Des membres du Service du Porte-Parole du Gouvernement rwandais, qui seraient chargés de coordonner cette censure. Selon HRW, les journalistes sont surveillés, et toute couverture critique du M23 ou du Rwanda est systématiquement filtrée. Ceux jugés trop indépendants se voient refuser l’accès. « Des témoins ont expliqué avoir vu des hauts responsables rwandais, y compris des membres du Service du Porte-Parole du Gouvernement rwandais, et Vincent Karega, à Gisenyi, organiser des transferts de journalistes à Goma. » — HRW
Ce contrôle médiatique rigoureux vise à imposer un récit favorable au M23 et à limiter la diffusion d’informations sur les exactions commises dans les zones sous son contrôle. Cette stratégie de contrôle de l’information s’inscrit dans une logique plus large de légitimation du M23 en tant qu’acteur politique et non plus seulement militaire.
En limitant l’accès aux journalistes indépendants, Kigali et le M23 cherchent à : Imposer un récit officiel favorable au M23 et minimiser les accusations de crimes de guerre. Contrôler la perception internationale en empêchant la diffusion de preuves sur les exactions contre les civils. Étouffer toute opposition locale en censurant les voix dissidentes et les journalistes congolais indépendants. Cette mainmise sur l’information complique le travail des ONG et des médias internationaux qui tentent d’exposer les abus du M23 et le rôle du Rwanda dans la déstabilisation de l’Est de la RDC.
Ce rapport de HRW constitue une nouvelle preuve accablante du rôle du Rwanda dans le conflit en RDC. Pourtant, la réaction de la communauté internationale reste timide.

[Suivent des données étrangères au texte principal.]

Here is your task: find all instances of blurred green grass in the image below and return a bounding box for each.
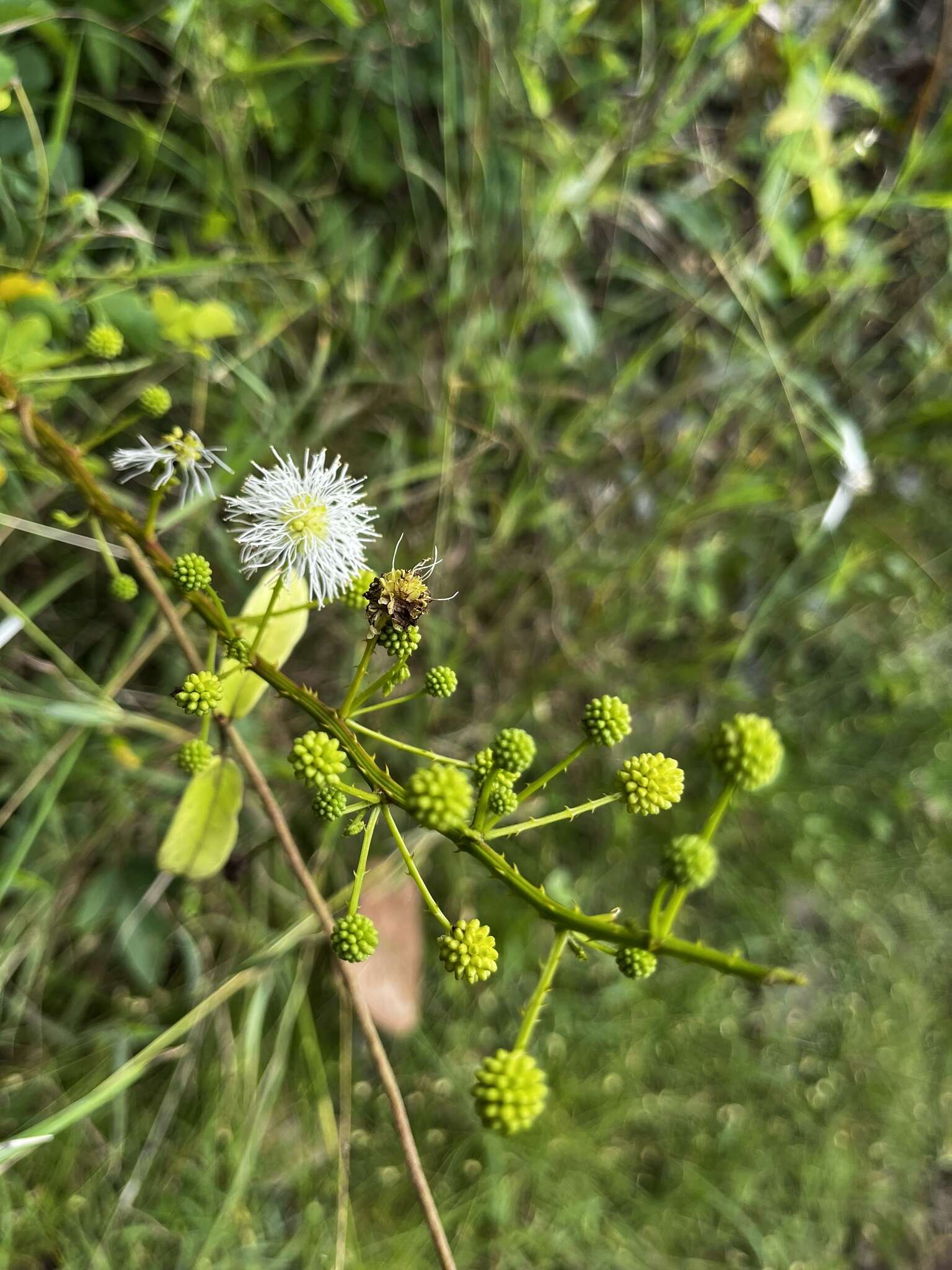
[0,0,952,1270]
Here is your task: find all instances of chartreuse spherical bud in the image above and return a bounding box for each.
[175,740,214,776]
[406,763,472,833]
[109,573,138,603]
[712,715,783,790]
[86,321,123,362]
[663,833,717,890]
[138,383,171,419]
[614,755,684,815]
[288,732,346,789]
[330,913,379,961]
[614,949,658,979]
[423,665,457,697]
[379,623,420,658]
[437,917,499,984]
[173,670,222,715]
[493,728,536,776]
[311,785,346,822]
[171,551,212,592]
[472,1049,549,1134]
[581,696,631,745]
[339,569,373,611]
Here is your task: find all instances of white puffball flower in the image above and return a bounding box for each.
[109,428,231,503]
[224,448,378,607]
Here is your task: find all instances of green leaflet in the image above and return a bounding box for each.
[156,758,242,879]
[218,577,311,719]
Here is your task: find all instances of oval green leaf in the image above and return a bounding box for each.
[156,758,242,879]
[218,577,311,719]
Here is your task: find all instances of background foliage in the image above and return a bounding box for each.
[0,0,952,1270]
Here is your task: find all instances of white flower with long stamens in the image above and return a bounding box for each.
[224,450,378,606]
[109,428,231,503]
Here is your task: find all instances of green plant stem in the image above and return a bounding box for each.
[346,806,379,917]
[513,931,569,1052]
[486,794,622,840]
[383,802,451,931]
[519,737,591,802]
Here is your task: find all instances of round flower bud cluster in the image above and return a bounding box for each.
[663,833,717,890]
[338,569,373,611]
[86,321,123,362]
[614,949,658,979]
[472,1049,549,1134]
[712,715,783,790]
[437,917,499,985]
[175,740,214,776]
[379,623,420,659]
[311,785,346,823]
[288,732,346,788]
[581,696,631,745]
[173,670,222,715]
[423,665,458,697]
[330,913,379,961]
[138,383,171,419]
[493,728,536,776]
[171,551,212,592]
[614,755,684,815]
[109,573,138,605]
[406,763,472,833]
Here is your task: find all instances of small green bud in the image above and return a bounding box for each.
[437,917,499,985]
[406,763,472,833]
[423,665,458,697]
[493,728,536,776]
[109,573,138,605]
[175,740,214,776]
[581,696,631,745]
[86,321,125,362]
[712,714,783,790]
[614,755,684,815]
[614,949,658,979]
[171,551,212,593]
[472,1049,549,1135]
[288,732,346,788]
[311,785,346,822]
[663,833,717,890]
[378,623,420,658]
[138,383,171,419]
[173,670,222,716]
[330,913,379,961]
[338,569,373,612]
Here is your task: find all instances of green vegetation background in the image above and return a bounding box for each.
[0,0,952,1270]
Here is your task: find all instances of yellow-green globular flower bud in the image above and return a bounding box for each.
[317,785,346,822]
[171,551,212,592]
[379,623,420,658]
[437,917,499,984]
[614,755,684,815]
[338,569,373,611]
[472,1049,549,1134]
[581,696,631,745]
[614,949,658,979]
[406,763,472,833]
[173,670,222,715]
[175,740,214,776]
[86,321,123,362]
[423,665,458,697]
[493,728,536,776]
[330,913,379,961]
[288,732,346,789]
[138,383,171,419]
[109,573,138,603]
[663,833,717,890]
[712,715,783,790]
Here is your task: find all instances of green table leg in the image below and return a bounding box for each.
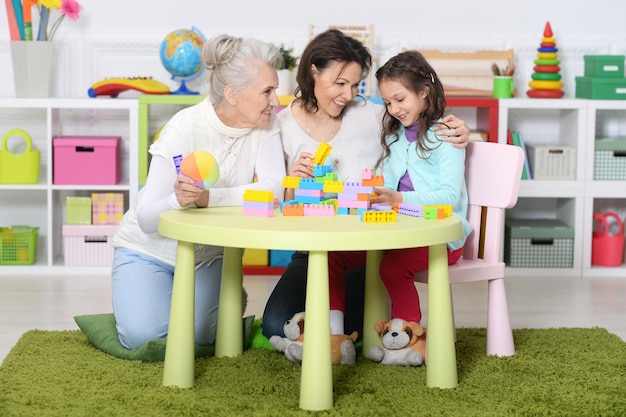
[163,241,196,388]
[300,251,333,410]
[426,244,458,388]
[363,250,391,356]
[215,247,243,357]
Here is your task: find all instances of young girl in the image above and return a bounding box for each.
[328,51,471,329]
[372,51,471,323]
[263,29,469,338]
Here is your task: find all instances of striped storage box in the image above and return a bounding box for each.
[504,219,574,268]
[91,193,124,224]
[593,139,626,181]
[63,224,117,266]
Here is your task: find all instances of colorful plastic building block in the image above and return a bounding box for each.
[424,204,452,217]
[361,175,385,187]
[283,176,302,188]
[243,190,274,203]
[324,181,343,193]
[398,203,424,217]
[361,210,397,223]
[311,143,333,165]
[372,203,393,211]
[283,204,304,216]
[304,204,335,216]
[313,165,337,177]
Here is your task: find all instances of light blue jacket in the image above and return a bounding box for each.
[383,126,472,250]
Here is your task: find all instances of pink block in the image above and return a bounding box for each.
[304,204,335,216]
[243,207,274,217]
[52,136,121,185]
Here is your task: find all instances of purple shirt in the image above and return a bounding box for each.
[398,123,417,191]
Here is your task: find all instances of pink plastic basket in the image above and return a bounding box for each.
[591,211,624,266]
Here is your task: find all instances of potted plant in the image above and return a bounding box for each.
[280,45,298,71]
[276,44,298,96]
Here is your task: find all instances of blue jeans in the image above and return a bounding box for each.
[112,248,222,349]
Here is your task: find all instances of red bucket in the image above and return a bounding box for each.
[591,211,624,266]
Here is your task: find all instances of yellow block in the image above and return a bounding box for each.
[242,249,269,266]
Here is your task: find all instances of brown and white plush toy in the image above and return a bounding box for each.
[367,319,426,366]
[269,313,359,365]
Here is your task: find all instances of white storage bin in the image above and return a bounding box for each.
[63,224,117,266]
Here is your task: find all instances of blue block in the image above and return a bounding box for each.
[270,249,295,267]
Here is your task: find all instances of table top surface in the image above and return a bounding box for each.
[158,207,463,251]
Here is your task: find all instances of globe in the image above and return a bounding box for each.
[159,27,205,94]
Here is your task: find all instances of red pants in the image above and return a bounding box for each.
[328,247,463,323]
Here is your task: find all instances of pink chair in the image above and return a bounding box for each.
[415,142,524,356]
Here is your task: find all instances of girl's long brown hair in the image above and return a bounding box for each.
[376,51,446,166]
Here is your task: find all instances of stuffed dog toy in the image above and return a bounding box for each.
[269,313,359,365]
[368,319,426,366]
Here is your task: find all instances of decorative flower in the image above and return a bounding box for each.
[24,0,82,41]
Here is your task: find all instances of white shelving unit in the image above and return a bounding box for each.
[498,98,626,276]
[582,100,626,277]
[0,98,139,275]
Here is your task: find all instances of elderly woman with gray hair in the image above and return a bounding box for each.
[112,35,285,349]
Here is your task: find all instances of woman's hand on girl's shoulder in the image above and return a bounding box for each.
[370,188,402,206]
[174,174,209,207]
[435,114,469,148]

L’ONU et l’Union Européenne devraient exiger une enquête indépendante sur la censure médiatique imposée par le Rwanda. Les organisations de défense de la presse comme Reporters Sans Frontières (RSF) doivent dénoncer ces pratiques et protéger les journalistes indépendants.
La Cour Africaine des Droits de l’Homme pourrait être saisie pour enquêter sur les atteintes à la liberté de la presse dans les zones occupées par le M23. Le silence de certaines grandes puissances face à cette censure pourrait être interprété comme une forme de complicité passive, permettant au Rwanda de manipuler l’opinion internationale sans opposition réelle.
Le contrôle médiatique imposé par le Rwanda et l’AFC/M23 en RDC ne se limite pas à une simple question de logistique. Il s’agit d’une stratégie politique et militaire bien orchestrée visant à imposer un récit favorable au M23, à censurer les critiques, et à manipuler l’opinion publique internationale. Cette politique pose une grave menace pour la liberté de la presse et compromet la possibilité d’un débat objectif sur la crise sécuritaire dans l’Est de la RDC.
Si Kinshasa et la communauté internationale ne réagissent pas fermement, le Rwanda continuera d’étendre son influence, d’étouffer les voix indépendantes et de renforcer sa stratégie d’occupation et de manipulation du territoire congolais.